SEATTLE — City officials predict that by 2050 parts of Seattle will be under water at high tide as global sea levels rise.

At a press conference held Monday on the edge of Elliott Bay near downtown Seattle the city council announced a new plan to take action on climate change.

Councilor Mike O’Brien stood before the wintery gray waters of Puget Sound and pointed to a large map of the Seattle shoreline.

seattlesearisemap_square
Click on image to see full map.

O’Brien said the effects of climate change will hit Seattle right where it hurts: the industrial shipping zone at Harbor Island - a hotspot of West Coast maritime trade.

The report projects that over half of Harbor Island would be under water in a regular high tide event by the year 2050.

But that’s not all. Sections of the South Park, Georgetown, Magnolia and Interbay neighborhoods, among others, are also in the path of sea level rise. Seattle Public Utilities worries about flooding affecting key infrastructure – like the West Point wastewater treatment plant and stormwater outflows around the Sound.

The city council’s Climate Action Plan makes 150 recommendations for reducing greenhouse gas emissions and adapting to climate change across a variety of sectors.

The recommendations include things like providing incentives for more energy efficient buildings, getting more electric vehicles on the road, and promoting urban forestry in the hottest parts of the city.

The report also calls for the state government to tax climate pollution (as British Columbia did) or institute a cap and trade system, (as California did).

Last month high tides flooded 100 homes along Alki Beach in West Seattle.

But this city’s not alone in her suffering at the hands of climate change. Nor will she be in the future.

“There’s a large land area that is near and potentially vulnerable to these rising seas,” says Amy Snover, director of the Climate Impacts Group at the University of Washington. Snover co-authored the Northwest chapter of the draft National Climate Assessment released for review today.

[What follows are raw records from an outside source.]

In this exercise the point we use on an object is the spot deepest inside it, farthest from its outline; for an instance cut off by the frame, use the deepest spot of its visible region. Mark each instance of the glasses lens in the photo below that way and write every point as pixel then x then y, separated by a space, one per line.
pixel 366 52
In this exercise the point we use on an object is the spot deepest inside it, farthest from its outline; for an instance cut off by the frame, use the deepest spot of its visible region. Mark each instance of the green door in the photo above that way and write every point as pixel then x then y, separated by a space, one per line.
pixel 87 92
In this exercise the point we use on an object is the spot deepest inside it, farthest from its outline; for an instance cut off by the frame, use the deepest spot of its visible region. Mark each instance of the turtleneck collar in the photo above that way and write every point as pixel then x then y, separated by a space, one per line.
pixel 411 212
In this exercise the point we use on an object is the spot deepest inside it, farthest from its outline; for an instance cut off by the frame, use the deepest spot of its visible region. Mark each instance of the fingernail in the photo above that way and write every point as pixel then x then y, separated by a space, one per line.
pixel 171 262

Globally, sea level is projected to rise between 1 and 4 feet by the end of this century. In Oregon and Washington over 140 thousand acres of coastal land fall below that 4 foot mark.

That raises the question: Can all these climate action items proposed by the Seattle City Council actually accomplish anything?

“Seattle can do what Seattle can do,” Snover sats, “and it won’t solve the problem but all they can do is what they do.”

In the absence of federal climate policy there’s only so much any local jurisdiction can accomplish.

In a press release the Seattle City Council advised people living in coastal areas that are prone to flooding to buy insurance from the National Flood Insurance Program.